Belém Pastanesi, Confeitaria Nacional gibi, öyle saatlerce oturup sohbet edebilecek, zaman geçirilecek bir yer değil. Ne atmosferi buna uygun ne de kapalı ve insana kaybolmuş hissi uyandıran geniş mekânı. Bütün o tarihselliğine rağmen, siparişlerinizi bir an önce yiyip kalkacağınız bir tür fast food lokantası havasında.

TAKSİ UCUZ AMA AÇIKGÖZ SÜRÜCÜLERE DİKKAT

Lizbon havaalanından taksiye binerken kendimce tüm önlemlerimi almıştım. Önceden taksi tarifelerini not almış, resmi taksiye binmiş ve girer girmez taksimetrenin çalışıp çalışmadığını kontrol etmiştim.
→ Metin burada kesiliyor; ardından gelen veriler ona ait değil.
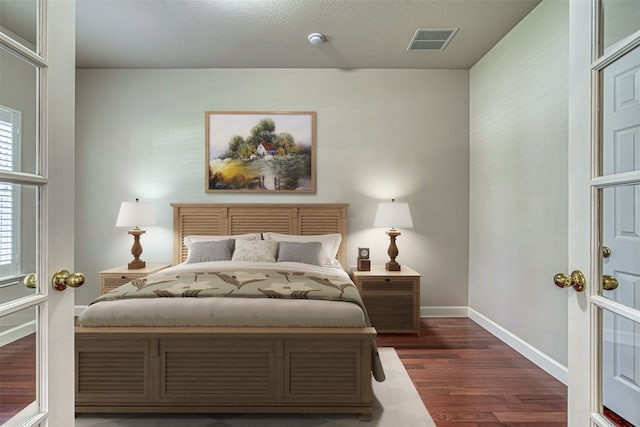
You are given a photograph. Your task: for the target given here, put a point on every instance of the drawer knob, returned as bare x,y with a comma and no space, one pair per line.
61,279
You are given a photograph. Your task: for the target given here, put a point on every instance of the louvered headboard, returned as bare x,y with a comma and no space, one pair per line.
216,219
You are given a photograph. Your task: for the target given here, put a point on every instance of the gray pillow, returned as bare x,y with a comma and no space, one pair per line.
220,250
305,252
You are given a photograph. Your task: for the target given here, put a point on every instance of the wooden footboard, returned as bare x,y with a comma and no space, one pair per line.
224,370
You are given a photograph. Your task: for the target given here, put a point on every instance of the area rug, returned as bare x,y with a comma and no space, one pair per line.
397,404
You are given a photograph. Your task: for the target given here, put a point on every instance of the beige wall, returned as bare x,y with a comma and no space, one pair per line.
518,190
380,134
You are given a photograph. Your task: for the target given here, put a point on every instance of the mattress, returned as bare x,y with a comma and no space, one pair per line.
228,312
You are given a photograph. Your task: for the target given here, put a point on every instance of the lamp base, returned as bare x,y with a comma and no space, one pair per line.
136,264
392,266
136,250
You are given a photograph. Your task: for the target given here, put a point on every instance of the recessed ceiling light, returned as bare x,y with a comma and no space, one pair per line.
431,38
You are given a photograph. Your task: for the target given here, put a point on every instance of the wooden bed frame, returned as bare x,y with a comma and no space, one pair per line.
297,370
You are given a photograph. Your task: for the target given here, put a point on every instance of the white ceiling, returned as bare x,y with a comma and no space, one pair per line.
273,33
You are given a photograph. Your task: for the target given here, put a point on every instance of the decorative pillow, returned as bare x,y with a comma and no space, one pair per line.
255,250
188,240
305,252
220,250
330,244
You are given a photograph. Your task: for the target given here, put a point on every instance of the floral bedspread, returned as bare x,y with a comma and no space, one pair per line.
246,284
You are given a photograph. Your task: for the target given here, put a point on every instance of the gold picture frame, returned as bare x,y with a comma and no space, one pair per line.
260,152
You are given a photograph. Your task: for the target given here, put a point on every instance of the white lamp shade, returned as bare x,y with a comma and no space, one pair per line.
393,214
135,214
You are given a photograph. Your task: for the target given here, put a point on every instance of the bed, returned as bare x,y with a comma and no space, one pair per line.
314,366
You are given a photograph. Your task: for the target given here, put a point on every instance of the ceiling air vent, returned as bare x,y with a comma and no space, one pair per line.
431,38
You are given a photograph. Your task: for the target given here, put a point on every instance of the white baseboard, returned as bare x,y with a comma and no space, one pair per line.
14,334
444,311
78,309
543,361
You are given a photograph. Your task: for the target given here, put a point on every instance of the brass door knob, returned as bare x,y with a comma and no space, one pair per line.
30,281
576,280
61,279
609,283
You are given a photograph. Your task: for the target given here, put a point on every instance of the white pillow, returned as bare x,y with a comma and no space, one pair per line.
330,244
255,251
188,240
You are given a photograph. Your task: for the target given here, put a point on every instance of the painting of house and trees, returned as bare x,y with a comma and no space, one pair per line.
260,152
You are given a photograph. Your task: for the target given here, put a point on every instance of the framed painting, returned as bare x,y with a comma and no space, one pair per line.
262,152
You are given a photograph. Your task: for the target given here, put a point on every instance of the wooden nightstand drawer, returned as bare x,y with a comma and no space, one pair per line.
392,298
114,277
383,285
393,313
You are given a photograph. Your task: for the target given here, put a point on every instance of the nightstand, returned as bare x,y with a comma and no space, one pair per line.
114,277
392,298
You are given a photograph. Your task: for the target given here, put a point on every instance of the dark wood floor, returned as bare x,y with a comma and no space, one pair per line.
467,377
17,376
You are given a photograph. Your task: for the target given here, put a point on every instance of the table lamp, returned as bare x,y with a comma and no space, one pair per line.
135,214
393,215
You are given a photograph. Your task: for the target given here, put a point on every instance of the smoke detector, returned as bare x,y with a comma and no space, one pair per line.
316,39
431,38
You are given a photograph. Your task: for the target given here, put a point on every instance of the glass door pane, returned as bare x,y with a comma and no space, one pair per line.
621,368
18,240
19,357
19,145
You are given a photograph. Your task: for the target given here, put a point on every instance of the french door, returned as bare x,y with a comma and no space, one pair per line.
37,85
604,212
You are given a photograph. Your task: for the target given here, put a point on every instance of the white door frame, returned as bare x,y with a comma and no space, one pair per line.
584,407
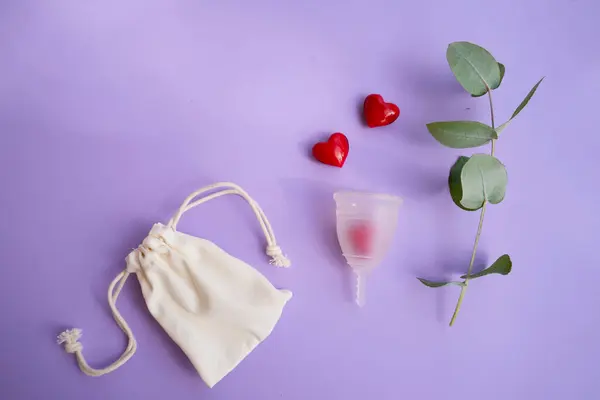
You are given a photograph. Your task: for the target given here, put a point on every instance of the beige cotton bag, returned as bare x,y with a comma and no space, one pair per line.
214,306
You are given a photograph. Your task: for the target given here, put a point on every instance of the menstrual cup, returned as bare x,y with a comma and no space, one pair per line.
366,223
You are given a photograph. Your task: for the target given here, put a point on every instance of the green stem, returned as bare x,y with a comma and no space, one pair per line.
463,290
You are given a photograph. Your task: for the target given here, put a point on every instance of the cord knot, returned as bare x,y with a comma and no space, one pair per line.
70,338
277,257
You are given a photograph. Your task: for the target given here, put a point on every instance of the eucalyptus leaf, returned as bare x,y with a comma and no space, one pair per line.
439,284
502,266
502,71
483,178
454,181
474,67
461,134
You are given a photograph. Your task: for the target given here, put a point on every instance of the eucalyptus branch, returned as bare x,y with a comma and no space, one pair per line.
480,179
463,289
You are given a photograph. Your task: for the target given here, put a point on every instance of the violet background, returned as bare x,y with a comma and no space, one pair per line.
112,111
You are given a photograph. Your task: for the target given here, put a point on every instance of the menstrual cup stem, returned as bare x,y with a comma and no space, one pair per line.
360,289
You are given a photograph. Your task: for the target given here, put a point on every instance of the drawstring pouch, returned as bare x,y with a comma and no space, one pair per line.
214,306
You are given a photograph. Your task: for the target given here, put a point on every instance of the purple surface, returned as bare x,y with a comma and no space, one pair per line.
112,111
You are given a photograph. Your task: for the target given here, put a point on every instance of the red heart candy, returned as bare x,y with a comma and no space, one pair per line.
334,151
379,113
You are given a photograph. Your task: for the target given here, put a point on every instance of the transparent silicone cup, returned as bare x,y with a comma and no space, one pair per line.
366,223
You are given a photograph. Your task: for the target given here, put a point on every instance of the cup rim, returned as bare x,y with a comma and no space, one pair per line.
378,196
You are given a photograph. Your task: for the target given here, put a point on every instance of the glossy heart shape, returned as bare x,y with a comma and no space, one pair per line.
334,151
379,113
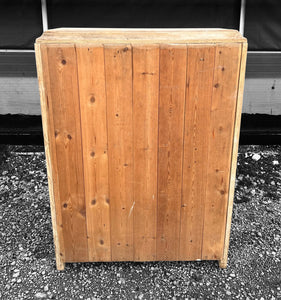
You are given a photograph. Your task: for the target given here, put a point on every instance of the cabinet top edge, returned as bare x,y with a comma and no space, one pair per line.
140,35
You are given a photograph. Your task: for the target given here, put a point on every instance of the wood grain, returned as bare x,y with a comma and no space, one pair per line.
145,130
200,68
90,61
171,124
220,137
62,92
141,134
118,74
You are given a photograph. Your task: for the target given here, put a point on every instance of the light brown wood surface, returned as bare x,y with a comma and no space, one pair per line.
145,145
141,132
91,74
170,152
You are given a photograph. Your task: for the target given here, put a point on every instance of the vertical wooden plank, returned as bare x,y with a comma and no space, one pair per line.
223,261
50,152
118,73
200,68
90,60
145,128
171,124
64,95
225,86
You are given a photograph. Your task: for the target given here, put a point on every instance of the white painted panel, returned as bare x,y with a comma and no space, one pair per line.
19,95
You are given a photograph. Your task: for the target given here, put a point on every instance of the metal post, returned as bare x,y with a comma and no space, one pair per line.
44,14
242,17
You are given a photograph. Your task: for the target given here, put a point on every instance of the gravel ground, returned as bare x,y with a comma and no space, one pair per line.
27,263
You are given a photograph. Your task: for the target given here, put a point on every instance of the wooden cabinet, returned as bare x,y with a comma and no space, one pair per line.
141,132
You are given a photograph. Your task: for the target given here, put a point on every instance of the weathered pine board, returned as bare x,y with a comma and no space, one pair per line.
119,94
200,68
139,142
145,148
221,126
91,74
170,153
62,92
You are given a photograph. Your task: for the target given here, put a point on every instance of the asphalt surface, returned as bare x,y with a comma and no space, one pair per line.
27,260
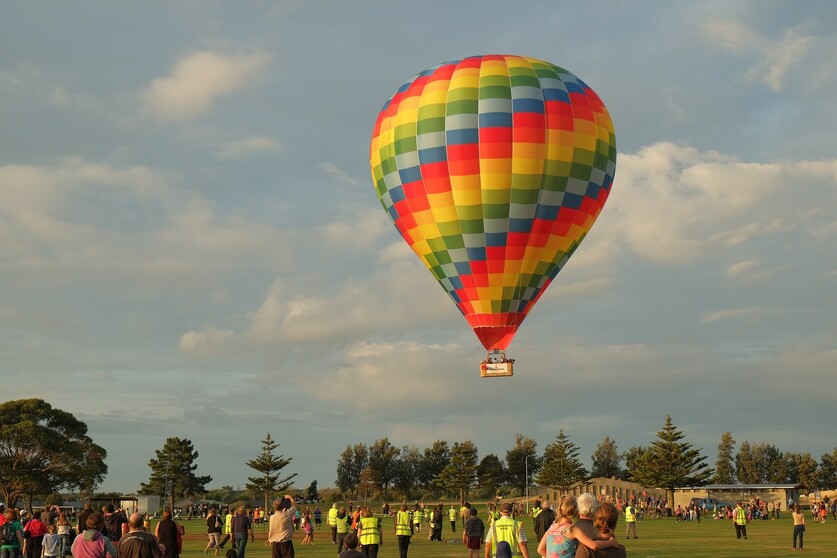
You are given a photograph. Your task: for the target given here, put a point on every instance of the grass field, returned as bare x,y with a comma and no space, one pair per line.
658,538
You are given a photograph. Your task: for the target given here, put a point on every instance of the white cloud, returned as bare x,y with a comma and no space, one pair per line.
243,148
674,204
752,313
775,59
198,80
338,174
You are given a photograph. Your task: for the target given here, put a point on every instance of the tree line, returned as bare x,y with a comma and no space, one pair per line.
385,471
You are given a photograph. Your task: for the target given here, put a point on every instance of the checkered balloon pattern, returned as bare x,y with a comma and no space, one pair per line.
493,169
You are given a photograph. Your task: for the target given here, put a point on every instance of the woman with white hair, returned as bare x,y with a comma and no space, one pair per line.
587,505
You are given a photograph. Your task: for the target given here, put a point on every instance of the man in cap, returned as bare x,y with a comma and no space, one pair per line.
506,538
543,520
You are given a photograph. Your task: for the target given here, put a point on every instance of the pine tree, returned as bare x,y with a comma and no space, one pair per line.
173,471
724,463
670,463
269,466
561,468
607,460
461,472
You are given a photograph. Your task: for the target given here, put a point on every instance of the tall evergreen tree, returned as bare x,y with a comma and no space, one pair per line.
671,463
725,463
406,471
561,468
353,461
522,460
173,471
459,476
269,466
746,467
607,460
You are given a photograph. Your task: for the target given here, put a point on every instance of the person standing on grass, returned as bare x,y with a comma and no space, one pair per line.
138,543
739,518
242,526
213,531
331,521
403,530
798,526
280,534
473,530
369,534
506,536
543,520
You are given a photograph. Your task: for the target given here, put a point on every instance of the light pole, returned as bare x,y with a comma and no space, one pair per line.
527,484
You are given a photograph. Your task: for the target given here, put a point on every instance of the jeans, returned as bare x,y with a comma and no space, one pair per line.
403,545
798,531
241,544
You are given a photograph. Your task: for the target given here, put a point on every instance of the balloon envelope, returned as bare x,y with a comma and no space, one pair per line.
493,169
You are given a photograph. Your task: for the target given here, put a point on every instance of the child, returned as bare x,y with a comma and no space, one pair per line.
307,528
52,543
561,540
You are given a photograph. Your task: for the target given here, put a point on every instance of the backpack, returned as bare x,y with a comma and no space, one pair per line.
7,534
113,527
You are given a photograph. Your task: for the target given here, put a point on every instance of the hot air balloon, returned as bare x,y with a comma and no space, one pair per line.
493,169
Ama otele geldiğimizde sürücü taksimetredeki fiyatın iki katını isteyince, aldığım önlemlerin de yeterli olmadığını anladım. “Taksimetre 7,55 Euro, iki bagajımız 1,60’dan 3,20 Euro, toplam 10,75 Euro eder, 19 Euro nereden çıktı” soruma verdiği, “evet ama siz iki kişisiniz, bu tek kişi ücreti” yanıtının saçmalığı karşısında bir an ne diyeceğimi şaşırdım. Neyse ki hızla kendimi toparladım, kiralananın taksi olduğunu ve bu ücretimi ödemeyeceğimi söyleyince ısrar etmedi ve 10 Euro yeterli dedi. Anladım ki, İstanbullu meslektaşları gibi kötü ünlenen Portekizli taksi sürücüleri, “fazladan para kazanma” konusunda hayli yetenekli. Aslında Portekiz, taksi ücretlerinin düşük olduğu bir ülke; havaalanı da kent merkezine çok uzak değil. Kent merkezine 3,5 Euro ödeyerek havaalanı otobüsü (Aerobus) ile veya bileti 1,40 Euro olan 475, 83 veya 44 numaralı belediye otobüsleriyle ulaşmak mümkün.